Which is not to say that staying at the Fairmont is anything but an entirely pleasurable experience. A deep and abiding belief in the importance of human dignity can be easily, if temporarily, sublimated by anyone standing beneath a truly great shower head. There is, after all, not a finite amount of happiness in the world. One man's pleasure doesn't necessitate another's suffering. One man's suffering can, however -- and this is surely to humanity's credit -- ruin another man's pleasure.

This is why views of slums are so fascinating: They separate luxury from romance and, in so doing, expose the hedonism of the whole venture.

Hedonism can be great -- it has kept the Vegas economy limping along for decades -- but it is also self-conscious by definition and thereby demands an active decision. The perpetual invitation proffered by luxury hotels to "indulge" is not, viewed in this light, an offer. It is choice. In Nairobi, Mumbai and Manila, it has become impossible for travelers to indulge without context or -- depending on the traveler's degree of entitlement -- gratuitous guilt.

Because the hospitality industry generates many jobs and brings in foreign currency that can grow a middle class in even fallow soil, luxe accommodations built above squalor can't be immediately dismissed as temples to capitalistic nihilism. To the contrary, bay windows facing the favelas force wealthy travelers staying near the lean-toed hill of Dois Irmãos to consider more than the beauty of Rio's Atlantic coast.

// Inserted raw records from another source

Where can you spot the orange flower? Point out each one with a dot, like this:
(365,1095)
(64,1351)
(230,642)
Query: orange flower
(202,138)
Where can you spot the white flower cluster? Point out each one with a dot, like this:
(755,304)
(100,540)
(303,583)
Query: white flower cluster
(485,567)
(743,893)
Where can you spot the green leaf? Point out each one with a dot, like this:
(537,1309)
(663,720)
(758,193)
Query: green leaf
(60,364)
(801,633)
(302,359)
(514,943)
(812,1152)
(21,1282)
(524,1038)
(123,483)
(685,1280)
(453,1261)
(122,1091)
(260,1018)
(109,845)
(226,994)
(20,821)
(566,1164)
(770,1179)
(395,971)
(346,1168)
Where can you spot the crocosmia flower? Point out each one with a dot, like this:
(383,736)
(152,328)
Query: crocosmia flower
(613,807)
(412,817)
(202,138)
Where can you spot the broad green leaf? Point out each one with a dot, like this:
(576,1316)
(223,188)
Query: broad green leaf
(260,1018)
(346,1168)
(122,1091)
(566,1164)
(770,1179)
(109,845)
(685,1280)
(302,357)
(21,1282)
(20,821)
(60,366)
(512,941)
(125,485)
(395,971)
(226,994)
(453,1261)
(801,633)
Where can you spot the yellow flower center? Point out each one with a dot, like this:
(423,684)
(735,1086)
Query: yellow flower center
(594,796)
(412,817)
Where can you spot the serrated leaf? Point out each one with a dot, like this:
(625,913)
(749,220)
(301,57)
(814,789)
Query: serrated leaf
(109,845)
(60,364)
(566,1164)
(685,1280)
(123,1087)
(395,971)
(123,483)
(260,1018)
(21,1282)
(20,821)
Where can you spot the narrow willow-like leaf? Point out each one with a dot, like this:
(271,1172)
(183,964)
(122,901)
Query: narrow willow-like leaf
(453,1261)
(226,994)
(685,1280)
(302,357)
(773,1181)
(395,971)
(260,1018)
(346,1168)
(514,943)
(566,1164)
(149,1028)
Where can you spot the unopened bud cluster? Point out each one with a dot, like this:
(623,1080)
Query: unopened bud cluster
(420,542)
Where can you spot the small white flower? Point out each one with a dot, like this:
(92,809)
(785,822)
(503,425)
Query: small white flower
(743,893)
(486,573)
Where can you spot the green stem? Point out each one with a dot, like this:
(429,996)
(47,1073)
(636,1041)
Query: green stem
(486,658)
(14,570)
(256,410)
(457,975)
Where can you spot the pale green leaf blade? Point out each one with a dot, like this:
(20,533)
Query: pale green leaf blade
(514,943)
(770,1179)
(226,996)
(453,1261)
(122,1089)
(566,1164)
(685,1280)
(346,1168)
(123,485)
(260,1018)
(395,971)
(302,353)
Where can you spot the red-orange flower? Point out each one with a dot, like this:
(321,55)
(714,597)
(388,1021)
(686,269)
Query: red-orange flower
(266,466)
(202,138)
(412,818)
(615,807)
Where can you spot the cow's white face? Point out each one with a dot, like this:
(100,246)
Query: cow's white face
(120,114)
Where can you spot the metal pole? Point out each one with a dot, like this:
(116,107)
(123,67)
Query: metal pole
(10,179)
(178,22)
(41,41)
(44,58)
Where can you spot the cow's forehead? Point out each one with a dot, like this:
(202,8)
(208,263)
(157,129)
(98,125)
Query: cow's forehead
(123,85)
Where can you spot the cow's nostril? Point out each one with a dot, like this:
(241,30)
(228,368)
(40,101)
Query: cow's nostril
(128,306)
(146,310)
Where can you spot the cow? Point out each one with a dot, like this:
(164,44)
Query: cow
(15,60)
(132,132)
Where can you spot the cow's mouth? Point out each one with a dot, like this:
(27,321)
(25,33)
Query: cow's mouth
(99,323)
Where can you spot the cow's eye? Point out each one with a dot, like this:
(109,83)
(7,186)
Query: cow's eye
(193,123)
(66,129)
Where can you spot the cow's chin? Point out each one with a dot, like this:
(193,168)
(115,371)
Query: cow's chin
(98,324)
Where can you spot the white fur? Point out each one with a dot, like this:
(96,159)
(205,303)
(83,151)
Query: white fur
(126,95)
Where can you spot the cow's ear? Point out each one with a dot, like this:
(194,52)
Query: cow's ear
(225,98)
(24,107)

The view through a polished window darkly is both emblematic of the world travelers visit and the world in which they now live. A recent investigative series published by GlobalPost compared the lives of locals in international hubs and the lives of those in U.S. communities with similar income inequality. Fairfield County, Connecticut and Bangkok, Selma, Alabama and Rio de Janeiro, Washington DC and Moscow: these cities have disparities in common.

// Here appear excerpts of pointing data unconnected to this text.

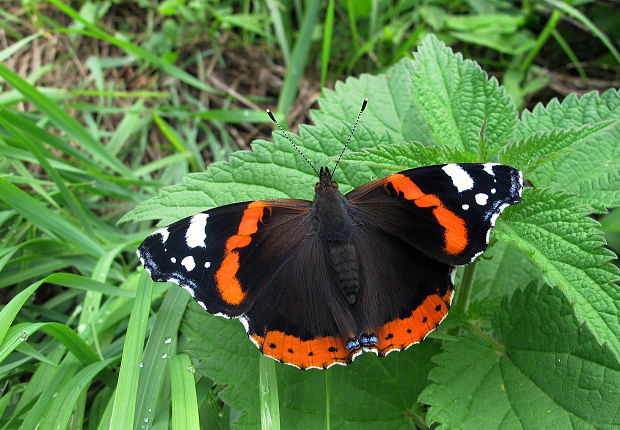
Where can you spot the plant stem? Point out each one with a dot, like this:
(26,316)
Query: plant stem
(462,304)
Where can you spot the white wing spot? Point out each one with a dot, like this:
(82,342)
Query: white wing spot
(488,167)
(460,178)
(196,232)
(481,199)
(164,234)
(186,288)
(189,263)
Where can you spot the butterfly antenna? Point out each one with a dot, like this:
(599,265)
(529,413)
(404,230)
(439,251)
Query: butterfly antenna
(364,103)
(273,118)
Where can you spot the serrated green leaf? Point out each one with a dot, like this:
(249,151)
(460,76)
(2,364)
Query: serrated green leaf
(559,237)
(547,371)
(258,174)
(501,270)
(386,159)
(457,100)
(591,170)
(530,153)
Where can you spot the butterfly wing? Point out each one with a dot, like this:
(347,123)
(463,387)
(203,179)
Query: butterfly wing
(446,211)
(249,261)
(423,222)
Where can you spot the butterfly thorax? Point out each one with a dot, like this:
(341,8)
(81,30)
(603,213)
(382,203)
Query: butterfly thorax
(334,225)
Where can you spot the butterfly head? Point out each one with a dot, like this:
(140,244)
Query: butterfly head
(325,180)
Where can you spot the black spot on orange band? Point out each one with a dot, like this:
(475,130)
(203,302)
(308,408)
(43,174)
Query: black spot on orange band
(455,232)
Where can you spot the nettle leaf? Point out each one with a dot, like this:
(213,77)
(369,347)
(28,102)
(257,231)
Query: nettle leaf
(592,169)
(386,159)
(457,100)
(389,105)
(528,154)
(260,174)
(500,271)
(545,371)
(558,236)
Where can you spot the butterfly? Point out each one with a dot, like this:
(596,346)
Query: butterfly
(316,283)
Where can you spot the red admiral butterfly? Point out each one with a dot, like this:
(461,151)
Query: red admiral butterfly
(315,283)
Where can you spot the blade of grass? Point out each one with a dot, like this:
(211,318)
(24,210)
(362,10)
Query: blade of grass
(328,30)
(299,59)
(183,394)
(42,155)
(63,120)
(46,220)
(123,411)
(20,332)
(11,309)
(268,389)
(134,50)
(59,412)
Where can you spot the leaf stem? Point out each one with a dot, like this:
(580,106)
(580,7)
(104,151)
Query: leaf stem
(462,303)
(328,398)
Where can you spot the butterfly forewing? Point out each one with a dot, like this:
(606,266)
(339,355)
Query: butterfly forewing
(446,211)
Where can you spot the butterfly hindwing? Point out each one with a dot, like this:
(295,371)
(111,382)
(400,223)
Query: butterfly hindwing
(446,211)
(252,261)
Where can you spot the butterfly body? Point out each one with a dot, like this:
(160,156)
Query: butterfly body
(316,283)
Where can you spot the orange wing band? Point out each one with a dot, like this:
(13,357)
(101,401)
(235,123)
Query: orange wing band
(228,285)
(404,332)
(321,352)
(455,232)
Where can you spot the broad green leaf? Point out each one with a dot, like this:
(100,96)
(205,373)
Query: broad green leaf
(457,100)
(590,170)
(559,237)
(501,270)
(545,371)
(258,174)
(530,153)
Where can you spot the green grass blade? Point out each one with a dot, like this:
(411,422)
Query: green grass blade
(183,394)
(162,343)
(47,220)
(328,30)
(123,411)
(42,155)
(63,120)
(59,413)
(11,309)
(299,59)
(278,25)
(269,399)
(135,50)
(20,332)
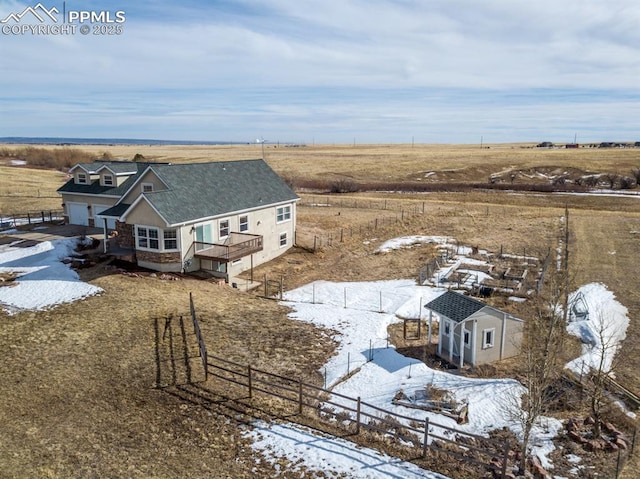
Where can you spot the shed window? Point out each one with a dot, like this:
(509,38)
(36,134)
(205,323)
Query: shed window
(224,228)
(488,337)
(244,223)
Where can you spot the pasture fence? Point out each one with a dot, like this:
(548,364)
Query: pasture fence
(355,415)
(13,220)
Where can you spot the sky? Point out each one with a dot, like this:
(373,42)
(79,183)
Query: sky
(330,71)
(359,313)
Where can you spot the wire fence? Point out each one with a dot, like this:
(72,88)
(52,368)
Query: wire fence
(14,220)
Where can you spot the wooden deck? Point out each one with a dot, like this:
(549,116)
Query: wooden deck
(237,246)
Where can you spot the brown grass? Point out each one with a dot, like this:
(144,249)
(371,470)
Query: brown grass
(91,389)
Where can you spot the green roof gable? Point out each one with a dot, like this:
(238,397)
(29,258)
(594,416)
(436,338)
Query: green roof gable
(204,190)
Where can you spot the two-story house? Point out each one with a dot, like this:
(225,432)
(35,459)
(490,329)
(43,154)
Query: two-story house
(223,217)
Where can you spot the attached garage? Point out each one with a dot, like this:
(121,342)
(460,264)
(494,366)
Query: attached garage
(78,214)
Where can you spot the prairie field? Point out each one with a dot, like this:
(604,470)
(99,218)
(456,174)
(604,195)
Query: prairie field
(95,388)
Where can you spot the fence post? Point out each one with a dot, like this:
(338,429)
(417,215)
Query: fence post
(505,460)
(426,438)
(300,397)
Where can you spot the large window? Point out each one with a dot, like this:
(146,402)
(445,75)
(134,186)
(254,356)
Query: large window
(223,229)
(147,237)
(154,238)
(170,239)
(283,213)
(488,337)
(244,223)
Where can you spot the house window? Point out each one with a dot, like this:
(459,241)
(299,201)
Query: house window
(283,213)
(204,237)
(488,336)
(244,223)
(147,237)
(170,239)
(223,228)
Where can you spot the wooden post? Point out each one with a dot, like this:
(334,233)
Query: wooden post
(425,438)
(300,396)
(505,460)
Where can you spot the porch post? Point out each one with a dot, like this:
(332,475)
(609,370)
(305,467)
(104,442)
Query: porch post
(452,333)
(472,343)
(104,231)
(461,344)
(503,335)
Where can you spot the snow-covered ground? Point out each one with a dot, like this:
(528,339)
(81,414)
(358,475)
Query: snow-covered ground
(359,313)
(42,279)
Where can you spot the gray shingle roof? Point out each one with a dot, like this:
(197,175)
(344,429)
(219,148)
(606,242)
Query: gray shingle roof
(455,306)
(203,190)
(95,188)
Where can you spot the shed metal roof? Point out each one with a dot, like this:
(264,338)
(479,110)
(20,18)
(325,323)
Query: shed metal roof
(455,306)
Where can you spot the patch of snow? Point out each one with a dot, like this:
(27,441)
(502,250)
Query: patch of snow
(602,333)
(334,457)
(43,280)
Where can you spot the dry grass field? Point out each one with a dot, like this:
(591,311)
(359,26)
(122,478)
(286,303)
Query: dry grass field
(98,388)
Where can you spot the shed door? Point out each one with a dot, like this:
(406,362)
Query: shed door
(78,214)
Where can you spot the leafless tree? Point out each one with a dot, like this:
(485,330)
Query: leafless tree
(600,365)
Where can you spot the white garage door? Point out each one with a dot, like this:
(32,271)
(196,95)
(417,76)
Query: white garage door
(78,214)
(111,222)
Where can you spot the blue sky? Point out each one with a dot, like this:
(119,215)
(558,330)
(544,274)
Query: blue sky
(331,71)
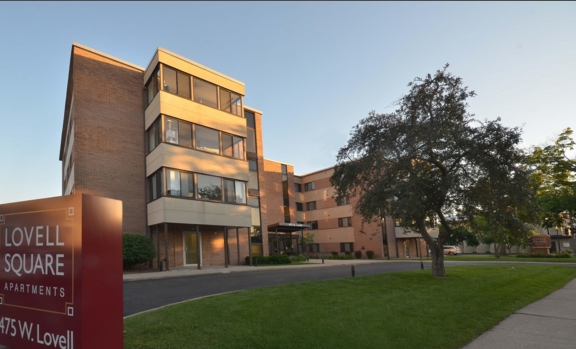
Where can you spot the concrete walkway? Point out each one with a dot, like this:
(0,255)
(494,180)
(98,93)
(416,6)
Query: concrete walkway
(547,323)
(191,271)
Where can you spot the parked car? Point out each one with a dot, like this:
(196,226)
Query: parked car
(451,250)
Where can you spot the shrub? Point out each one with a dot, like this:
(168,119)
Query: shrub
(136,249)
(336,256)
(269,260)
(298,259)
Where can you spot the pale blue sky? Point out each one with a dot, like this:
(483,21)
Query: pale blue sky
(314,69)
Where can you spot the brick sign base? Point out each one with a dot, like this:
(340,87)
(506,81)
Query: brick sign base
(61,273)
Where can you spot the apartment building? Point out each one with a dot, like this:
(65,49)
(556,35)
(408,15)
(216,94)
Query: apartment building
(175,142)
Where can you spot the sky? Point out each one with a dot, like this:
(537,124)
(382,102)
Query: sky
(315,69)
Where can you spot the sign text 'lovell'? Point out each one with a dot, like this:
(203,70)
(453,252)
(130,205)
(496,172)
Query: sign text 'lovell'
(61,273)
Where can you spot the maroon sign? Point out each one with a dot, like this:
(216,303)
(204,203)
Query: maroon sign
(61,273)
(540,241)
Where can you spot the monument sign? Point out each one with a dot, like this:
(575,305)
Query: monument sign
(61,273)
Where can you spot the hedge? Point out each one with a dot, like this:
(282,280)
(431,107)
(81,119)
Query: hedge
(136,249)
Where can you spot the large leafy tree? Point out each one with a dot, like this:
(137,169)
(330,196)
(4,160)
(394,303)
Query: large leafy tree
(426,162)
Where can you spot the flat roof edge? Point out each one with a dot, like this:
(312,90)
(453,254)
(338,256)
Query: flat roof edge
(200,65)
(100,53)
(253,109)
(278,162)
(318,171)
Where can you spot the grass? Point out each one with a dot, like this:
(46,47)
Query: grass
(396,310)
(491,258)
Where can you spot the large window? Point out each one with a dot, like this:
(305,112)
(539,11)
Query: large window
(155,186)
(152,86)
(230,102)
(234,191)
(181,184)
(205,93)
(310,205)
(313,225)
(153,135)
(250,132)
(176,82)
(345,222)
(178,132)
(232,146)
(346,247)
(309,186)
(207,140)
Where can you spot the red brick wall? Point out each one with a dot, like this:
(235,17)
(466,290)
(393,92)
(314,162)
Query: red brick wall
(108,115)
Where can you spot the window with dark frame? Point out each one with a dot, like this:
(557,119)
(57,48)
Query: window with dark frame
(309,186)
(346,247)
(310,206)
(345,222)
(313,225)
(205,93)
(152,86)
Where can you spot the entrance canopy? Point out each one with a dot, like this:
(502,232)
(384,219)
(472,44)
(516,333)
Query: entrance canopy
(287,227)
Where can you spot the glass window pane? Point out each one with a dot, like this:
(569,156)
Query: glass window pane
(227,145)
(187,184)
(239,148)
(184,85)
(251,141)
(209,188)
(169,79)
(207,140)
(240,192)
(185,134)
(236,104)
(224,100)
(253,182)
(152,137)
(205,93)
(173,182)
(253,201)
(171,130)
(250,119)
(229,191)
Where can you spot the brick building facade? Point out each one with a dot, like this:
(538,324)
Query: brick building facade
(176,144)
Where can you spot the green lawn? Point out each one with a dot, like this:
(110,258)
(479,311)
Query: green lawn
(396,310)
(491,258)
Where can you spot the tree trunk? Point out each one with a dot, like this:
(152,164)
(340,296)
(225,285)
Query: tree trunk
(438,260)
(437,252)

The major difference is that income inequality is harder to see in the suburbs, exurbs and country -- sometimes in U.S. cities too.

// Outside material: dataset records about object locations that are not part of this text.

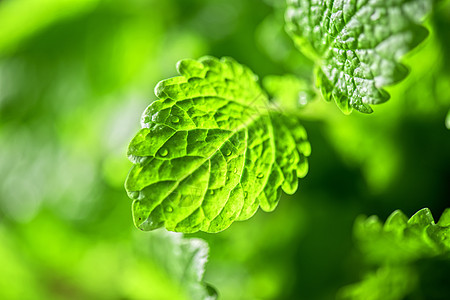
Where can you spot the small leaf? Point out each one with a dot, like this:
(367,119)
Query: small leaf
(211,151)
(357,45)
(289,91)
(401,240)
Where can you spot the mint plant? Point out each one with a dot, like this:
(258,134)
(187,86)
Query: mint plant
(211,150)
(357,45)
(399,247)
(214,147)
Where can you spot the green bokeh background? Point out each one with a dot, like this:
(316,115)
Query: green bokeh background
(75,76)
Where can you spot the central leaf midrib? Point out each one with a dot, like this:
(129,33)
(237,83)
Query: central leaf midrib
(239,128)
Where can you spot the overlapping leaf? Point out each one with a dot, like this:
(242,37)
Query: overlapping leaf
(401,240)
(211,151)
(406,251)
(357,45)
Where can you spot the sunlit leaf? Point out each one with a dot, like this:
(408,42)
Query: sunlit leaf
(211,150)
(403,240)
(357,45)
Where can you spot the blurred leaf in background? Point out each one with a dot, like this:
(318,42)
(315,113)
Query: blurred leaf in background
(75,77)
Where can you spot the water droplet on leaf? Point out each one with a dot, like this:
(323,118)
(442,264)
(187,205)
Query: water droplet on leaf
(134,195)
(163,152)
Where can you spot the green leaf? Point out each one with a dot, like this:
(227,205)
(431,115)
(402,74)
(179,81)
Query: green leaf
(357,45)
(386,283)
(401,240)
(288,91)
(211,150)
(184,261)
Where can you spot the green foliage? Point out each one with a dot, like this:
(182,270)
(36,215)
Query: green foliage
(184,260)
(401,240)
(401,248)
(288,91)
(387,283)
(357,45)
(211,150)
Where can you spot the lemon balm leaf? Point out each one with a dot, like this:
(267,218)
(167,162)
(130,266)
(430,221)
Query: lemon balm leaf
(357,45)
(402,240)
(212,150)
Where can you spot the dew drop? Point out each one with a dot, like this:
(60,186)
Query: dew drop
(134,195)
(142,160)
(163,152)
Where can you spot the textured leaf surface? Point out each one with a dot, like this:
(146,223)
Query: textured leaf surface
(211,151)
(184,261)
(402,240)
(357,45)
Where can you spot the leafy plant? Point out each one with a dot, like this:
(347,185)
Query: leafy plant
(211,150)
(214,148)
(357,45)
(401,247)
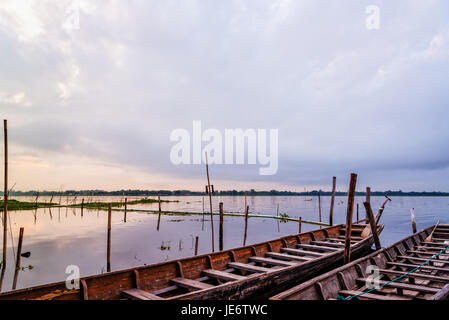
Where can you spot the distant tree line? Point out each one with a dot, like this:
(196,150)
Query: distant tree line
(252,192)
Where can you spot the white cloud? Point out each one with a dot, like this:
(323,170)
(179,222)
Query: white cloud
(341,96)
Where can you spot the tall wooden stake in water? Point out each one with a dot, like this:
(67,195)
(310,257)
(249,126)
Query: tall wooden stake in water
(246,224)
(368,199)
(126,208)
(209,191)
(202,221)
(19,253)
(108,253)
(277,218)
(319,206)
(331,213)
(350,209)
(372,221)
(5,192)
(412,212)
(159,215)
(196,245)
(221,227)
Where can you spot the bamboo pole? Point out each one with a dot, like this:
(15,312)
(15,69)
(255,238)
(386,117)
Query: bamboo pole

Skipping the spa in favor of self-flagellation seems as foolish as moving to South Central to prove a point, but each traveler has to determine what level of indulgence makes them feel comfortable. This is luxury wrapped around personal responsibility and that is a rather beautiful thing, panorama aside.

Whether wrapped in Egyptian cottons or not, everyone casts a shadow. Being reminded of that fact ought not to ruin anyone's vacation.